Obviously, I own none of the characters: See Jane Austen and Joss Whedon for that.
All through dinner, Buffy thought about it. Her mother’s discussion of the new line of pre-Columbian (or was it pre-Cambrian?) bowls on display in the gallery drifted past her, eclipsed by the thought of The Dress. The pink, shiny, make-Angel-drool dress. As soon as she’d slung the dishes into the dishwasher, she refused her mother’s offer of sorbet and raced up to her room to try it on.
Even without the wig, the dress transformed her. No longer Buffy Summers, she was an elegant lady ready for a ball, even a country assembly like she’d read about in the Cliff’s notes for Pride and Prejudice last week. She’d enter the room, and women with flowers in their hair and men in form-fitting evening clothes would greet her with bows and curtsies while candlelight sparkled from a dozen chandeliers.
She dimmed the light in her room and let the music of the imagined scene carry her away. Over by the wall, the older women in lace and shawls were gossiping.
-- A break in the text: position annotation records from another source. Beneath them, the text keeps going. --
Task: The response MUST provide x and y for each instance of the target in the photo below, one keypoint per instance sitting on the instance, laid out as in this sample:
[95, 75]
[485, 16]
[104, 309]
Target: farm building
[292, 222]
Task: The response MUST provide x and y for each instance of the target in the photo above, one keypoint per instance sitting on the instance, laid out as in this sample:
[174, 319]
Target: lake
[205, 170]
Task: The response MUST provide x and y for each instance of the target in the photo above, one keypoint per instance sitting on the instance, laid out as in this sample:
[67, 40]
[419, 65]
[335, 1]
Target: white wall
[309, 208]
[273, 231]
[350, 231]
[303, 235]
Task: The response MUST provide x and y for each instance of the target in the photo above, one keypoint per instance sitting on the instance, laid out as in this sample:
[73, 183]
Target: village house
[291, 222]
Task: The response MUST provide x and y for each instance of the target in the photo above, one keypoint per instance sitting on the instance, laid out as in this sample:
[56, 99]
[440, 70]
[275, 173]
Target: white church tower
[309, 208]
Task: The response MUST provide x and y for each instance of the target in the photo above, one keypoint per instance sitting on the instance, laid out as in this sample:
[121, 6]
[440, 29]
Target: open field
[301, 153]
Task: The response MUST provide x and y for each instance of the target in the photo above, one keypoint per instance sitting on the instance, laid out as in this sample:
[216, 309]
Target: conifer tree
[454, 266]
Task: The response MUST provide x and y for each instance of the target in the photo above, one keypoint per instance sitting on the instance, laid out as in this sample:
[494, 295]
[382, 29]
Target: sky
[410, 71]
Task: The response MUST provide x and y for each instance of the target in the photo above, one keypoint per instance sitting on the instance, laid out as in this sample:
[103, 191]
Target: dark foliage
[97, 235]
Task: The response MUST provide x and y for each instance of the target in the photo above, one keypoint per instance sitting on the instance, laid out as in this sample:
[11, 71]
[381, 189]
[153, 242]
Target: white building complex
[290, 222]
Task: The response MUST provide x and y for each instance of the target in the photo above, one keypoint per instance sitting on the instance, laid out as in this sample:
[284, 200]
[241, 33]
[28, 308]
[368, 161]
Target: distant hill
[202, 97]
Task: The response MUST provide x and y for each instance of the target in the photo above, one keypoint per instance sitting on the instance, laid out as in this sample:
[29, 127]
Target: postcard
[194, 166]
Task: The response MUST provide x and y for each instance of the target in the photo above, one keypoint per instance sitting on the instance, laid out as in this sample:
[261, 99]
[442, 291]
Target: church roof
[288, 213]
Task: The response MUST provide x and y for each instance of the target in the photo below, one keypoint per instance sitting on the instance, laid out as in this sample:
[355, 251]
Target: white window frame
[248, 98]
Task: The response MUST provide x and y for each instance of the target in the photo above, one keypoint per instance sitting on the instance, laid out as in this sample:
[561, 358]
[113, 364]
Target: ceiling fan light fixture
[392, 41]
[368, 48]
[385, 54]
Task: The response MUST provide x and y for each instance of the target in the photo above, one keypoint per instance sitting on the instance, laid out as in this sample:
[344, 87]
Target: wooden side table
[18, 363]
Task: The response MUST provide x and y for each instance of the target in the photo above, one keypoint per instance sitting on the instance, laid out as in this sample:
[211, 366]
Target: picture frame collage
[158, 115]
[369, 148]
Girls her own age giggled behind their fans and tossed their curls at the handsome men, particularly at the pair of five-alarm hotties who stood only a few feet from her.
The musicians were playing some sort of jig-type music, mostly violins, over which she mostly heard the walla walla of the crowd. But the shorter, smiling hottie spoke loudly just then and she couldn’t help but eavesdrop.
“Come, Darcy, I hate to see you so stupid. There are any number of pretty girls here – why don’t you ask one to dance?”
The other hottie – tall, dark and handsome, just like Angel – answered dryly, “You know I only like to dance when I am particularly acquainted with my partner, and you have chosen the only truly handsome woman in the room.” He nodded across the crowd at Cordelia, perfectly put together as always in a floor length gown.
“Let her introduce you to some of the other local girls. One of her friends is available,” his friend urged him with a careless nod towards Buffy.
“She is not nearly handsome enough to tempt me,” the dark-haired one replied. “I am in no mood to give consequence to young ladies who have been slighted by the other gentlemen.”
In the moment it took her to fully decode the insult, Buffy found her hand in a fist and the dark-haired man’s nose made a satisfying crunch as she leaped over his nicer friend.
“You know, I was a Prom Princess at my old school –“
“Buffy! Is everything alright?” At the sound of her mother’s voice, Buffy came to. Her bedside lamp lay in smithereens, and Mr. Gordo was giving her a shocked piggy stare. She called a reassurance to her mother and hastily put the dress away. Surely things would go better than that on Halloween.